The Real Engine: Low Rates
On Monday, Cramer pointed out that low interest rates continue to support equities even when the news feels awful. "I think I've been negligent in bringing up the power of low rates, because it's the reason the bulls keep winning when it seems like they should be slaughtered," he said. Then he added the kicker: "Let's not overthink it. If interest rates were spiking, this market would be very different."
It's one of those explanations that feels almost too simple. But in finance, the simple ones are often the right ones.
Markets Shrug Off the Shock
Let's look at what actually happened on Monday. The S&P 500 (SPY) rose 1.02% to close at 6,886.24—its highest close since the current conflict began. The Nasdaq Composite (QQQ) gained 1.23% to 23,183.74. The Dow Jones Industrial Average (DIA) added 301.68 points, or 0.63%, to finish at 48,218.25, clawing back from earlier losses.
Cramer noted that the S&P 500 is now within spitting distance of its January record, even with oil markets in disarray. "But history is being disobeyed and ignored," he observed. He pointed out a telling timeline: the 10-year Treasury yield peaked on March 27, and the stock market bottomed on March 30. That's not a coincidence.

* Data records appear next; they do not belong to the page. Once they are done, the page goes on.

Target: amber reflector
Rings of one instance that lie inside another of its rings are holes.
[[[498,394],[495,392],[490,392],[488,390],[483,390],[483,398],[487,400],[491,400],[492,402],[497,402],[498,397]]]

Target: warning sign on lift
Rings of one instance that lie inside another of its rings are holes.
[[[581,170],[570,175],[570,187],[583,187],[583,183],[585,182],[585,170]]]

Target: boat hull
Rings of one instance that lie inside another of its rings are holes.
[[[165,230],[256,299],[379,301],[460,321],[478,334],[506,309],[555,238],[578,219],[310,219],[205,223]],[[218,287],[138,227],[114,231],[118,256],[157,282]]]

His argument boils down to this: as long as rates don't spike, investors will keep paying more for stocks. He even floated the idea that the Federal Reserve might start leaning toward rate cuts by treating any inflation driven by tariffs or war as temporary—a short-term blip rather than a lasting problem.
He also highlighted that the economy's stronger reliance on natural gas these days helps cushion some inflation pressures. But the main takeaway is clear: right now, interest rates call the shots. Geopolitical events are just noise.
Tech Leads the Charge
So who's benefiting from this low-rate rally? Tech stocks, mostly. On Monday, names like Oracle Corp. (ORCL) and Palantir Technologies Inc. (PLTR) led the gains. They were joined by other heavyweights like Salesforce, Inc. (CRM) and Microsoft Corp. (MSFT). Energy stocks, meanwhile, lagged behind—a reminder that even in an oil-shock scenario, the market's focus is elsewhere.
Other analysts are trying to make sense of the resilience. Tom Lee, head of research at Fundstrat, told CNBC, "The market does have a really good way of discounting outcomes. And I think the reason it's going up is … we're gonna end up with a favorable outcome."
Not everyone is so optimistic. Clark Bellin, president and chief investment officer at Bellwether Wealth, cautioned that investors are "back to the drawing board." And UBS noted that historical trends still suggest a potential recovery is possible—though history, as Cramer pointed out, seems to be getting ignored lately.
What's fascinating here is the disconnect. Normally, war and oil chaos send investors scrambling for cover. But in this market, they're scrambling for stocks instead. The reason isn't some complex new theory about global stability. It's the oldest force in finance: the cost of money. And for now, money is cheap enough to make even the scariest headlines feel manageable.